The Archbishop says there are about 60 to 70 families living in Mosul. The Nineveh Plain has about 2,000 families.
Christians have gradually started to return to the Nineveh Plain, with the help of the Church. Today, almost 45% of Nineveh’s Christians have returned to their homes, while 80% of the churches in the Plain are undergoing reconstruction, says Vatican News.
“But Christians lack confidence. Daesh is defeated. But the ideology is still alive,” said Archbishop Michaeel.
“It is difficult to forget the past. The wreckage of the burnt-down churches still stands as a bleak reminder. We are still unearthing bodies of Daesh militants. Even three days ago, I found a decayed body under my room.”
But the Christian community that still is at the receiving end of political instability, sectarianism and economic crisis compounded by the coronavirus pandemic is pinning their hopes on the papal visit. The white-washed walls of the church and the cleaned-up courtyard of the Tahiri church is getting ready to welcome Pope Francis, who will start his Iraq visit on March 5. Posters of the papal visit have been put up everywhere and the smiling face of the pontiff is on freshly-painted walls. “It is a long-cherished dream for the Christians of Iraq. He is coming as a messenger of peace, not just for Christians but for the whole of Iraq,” said the Archbishop.
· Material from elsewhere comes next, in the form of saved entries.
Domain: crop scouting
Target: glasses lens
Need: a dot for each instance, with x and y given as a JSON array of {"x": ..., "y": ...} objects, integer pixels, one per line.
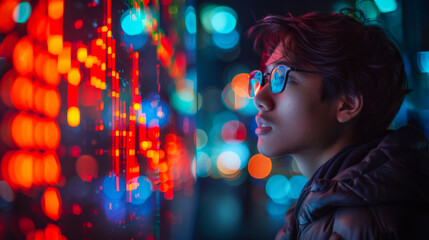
[
  {"x": 255, "y": 79},
  {"x": 278, "y": 78}
]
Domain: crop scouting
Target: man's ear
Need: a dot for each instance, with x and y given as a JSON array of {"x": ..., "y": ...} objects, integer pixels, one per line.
[{"x": 349, "y": 106}]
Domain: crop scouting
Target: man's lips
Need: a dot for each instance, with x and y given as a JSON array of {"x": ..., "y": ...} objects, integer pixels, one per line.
[{"x": 263, "y": 125}]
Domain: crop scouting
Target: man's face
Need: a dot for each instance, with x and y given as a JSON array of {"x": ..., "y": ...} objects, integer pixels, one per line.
[{"x": 295, "y": 121}]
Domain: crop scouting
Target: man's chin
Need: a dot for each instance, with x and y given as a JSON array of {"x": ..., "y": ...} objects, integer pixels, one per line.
[{"x": 266, "y": 151}]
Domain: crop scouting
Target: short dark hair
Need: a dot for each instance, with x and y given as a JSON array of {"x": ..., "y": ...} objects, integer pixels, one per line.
[{"x": 352, "y": 55}]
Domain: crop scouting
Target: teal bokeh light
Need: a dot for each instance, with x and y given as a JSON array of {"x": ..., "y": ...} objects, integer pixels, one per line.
[
  {"x": 143, "y": 190},
  {"x": 386, "y": 5},
  {"x": 223, "y": 19},
  {"x": 22, "y": 12},
  {"x": 423, "y": 61},
  {"x": 277, "y": 187},
  {"x": 132, "y": 22},
  {"x": 191, "y": 20}
]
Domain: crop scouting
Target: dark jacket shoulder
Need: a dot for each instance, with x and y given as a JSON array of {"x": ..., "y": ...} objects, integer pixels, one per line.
[{"x": 382, "y": 195}]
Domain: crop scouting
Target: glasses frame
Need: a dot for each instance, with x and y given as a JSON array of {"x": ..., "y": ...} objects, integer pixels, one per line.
[{"x": 264, "y": 79}]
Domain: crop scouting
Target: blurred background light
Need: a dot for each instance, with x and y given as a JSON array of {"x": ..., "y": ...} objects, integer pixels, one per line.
[
  {"x": 233, "y": 132},
  {"x": 201, "y": 138},
  {"x": 22, "y": 12},
  {"x": 191, "y": 20},
  {"x": 223, "y": 19},
  {"x": 113, "y": 187},
  {"x": 226, "y": 40},
  {"x": 142, "y": 191},
  {"x": 297, "y": 183},
  {"x": 259, "y": 166},
  {"x": 155, "y": 110},
  {"x": 132, "y": 22},
  {"x": 277, "y": 187},
  {"x": 205, "y": 17},
  {"x": 228, "y": 162},
  {"x": 386, "y": 5},
  {"x": 203, "y": 164},
  {"x": 423, "y": 61},
  {"x": 73, "y": 116},
  {"x": 87, "y": 168}
]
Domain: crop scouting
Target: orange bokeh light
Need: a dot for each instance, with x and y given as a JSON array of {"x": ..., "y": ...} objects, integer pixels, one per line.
[
  {"x": 22, "y": 93},
  {"x": 22, "y": 130},
  {"x": 73, "y": 76},
  {"x": 64, "y": 59},
  {"x": 51, "y": 203},
  {"x": 55, "y": 9},
  {"x": 6, "y": 12},
  {"x": 73, "y": 116},
  {"x": 23, "y": 56},
  {"x": 52, "y": 232},
  {"x": 55, "y": 43},
  {"x": 52, "y": 103},
  {"x": 82, "y": 53},
  {"x": 240, "y": 83},
  {"x": 259, "y": 166}
]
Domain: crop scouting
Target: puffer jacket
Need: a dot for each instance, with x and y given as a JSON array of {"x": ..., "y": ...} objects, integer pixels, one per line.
[{"x": 377, "y": 190}]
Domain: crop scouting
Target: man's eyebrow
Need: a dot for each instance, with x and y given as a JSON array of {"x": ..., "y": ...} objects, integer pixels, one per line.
[{"x": 275, "y": 63}]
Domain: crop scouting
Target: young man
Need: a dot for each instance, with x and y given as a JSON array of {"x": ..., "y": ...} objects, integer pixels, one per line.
[{"x": 327, "y": 90}]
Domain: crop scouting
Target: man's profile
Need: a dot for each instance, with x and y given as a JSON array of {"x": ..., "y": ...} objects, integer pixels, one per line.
[{"x": 326, "y": 92}]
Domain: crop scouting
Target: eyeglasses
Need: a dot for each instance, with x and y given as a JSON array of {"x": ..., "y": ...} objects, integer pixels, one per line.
[{"x": 277, "y": 79}]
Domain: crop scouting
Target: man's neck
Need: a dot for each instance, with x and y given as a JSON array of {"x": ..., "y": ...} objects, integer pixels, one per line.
[{"x": 309, "y": 162}]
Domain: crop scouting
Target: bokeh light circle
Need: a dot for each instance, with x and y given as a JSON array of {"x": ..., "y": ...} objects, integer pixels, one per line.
[
  {"x": 223, "y": 19},
  {"x": 228, "y": 162},
  {"x": 277, "y": 187},
  {"x": 142, "y": 191},
  {"x": 226, "y": 41},
  {"x": 234, "y": 132},
  {"x": 132, "y": 21},
  {"x": 22, "y": 12},
  {"x": 190, "y": 20},
  {"x": 259, "y": 166}
]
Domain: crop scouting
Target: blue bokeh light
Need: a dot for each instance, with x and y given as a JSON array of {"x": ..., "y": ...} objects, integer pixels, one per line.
[
  {"x": 423, "y": 61},
  {"x": 137, "y": 41},
  {"x": 277, "y": 187},
  {"x": 226, "y": 41},
  {"x": 132, "y": 22},
  {"x": 203, "y": 164},
  {"x": 22, "y": 12},
  {"x": 191, "y": 20},
  {"x": 143, "y": 191},
  {"x": 155, "y": 110},
  {"x": 115, "y": 209},
  {"x": 110, "y": 188},
  {"x": 223, "y": 19}
]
“We hope his visit will mark a new beginning for Christianity in Iraq and in the wider region. He will carry the message of peace and religious tolerance. It is a moment for everyone to remember that we are all children of Abraham.”
Reflecting on the Pope’s visit to the UAE in February 2019 and the signing of the Document of Human Fraternity, the Archbishop of Mosul said the UAE is the best example that all religions can co-exist peacefully and promote universal brotherhood.
“The signing of the Document by a Catholic Pope and the Grand Imam of Al Azhar was a powerful message to the world about religious peace. We are hoping this papal visit will set the ball rolling in Iraq too.”
However, Max gives a more pragmatic insight into what the papal visit will bring to the ordinary people whose lives are blighted by neglect and violence because of their Christian or ethnic identity.
“The Pope’s visit will vindicate the faith and status of the religious class who will receive him as well as the political rulers of the country, but what will his visit do for people who are fighting for their existence after he returns to the Vatican? It’s important that the people are heard above the sound of church bells because soon there will be nobody left to ring them,” said Max.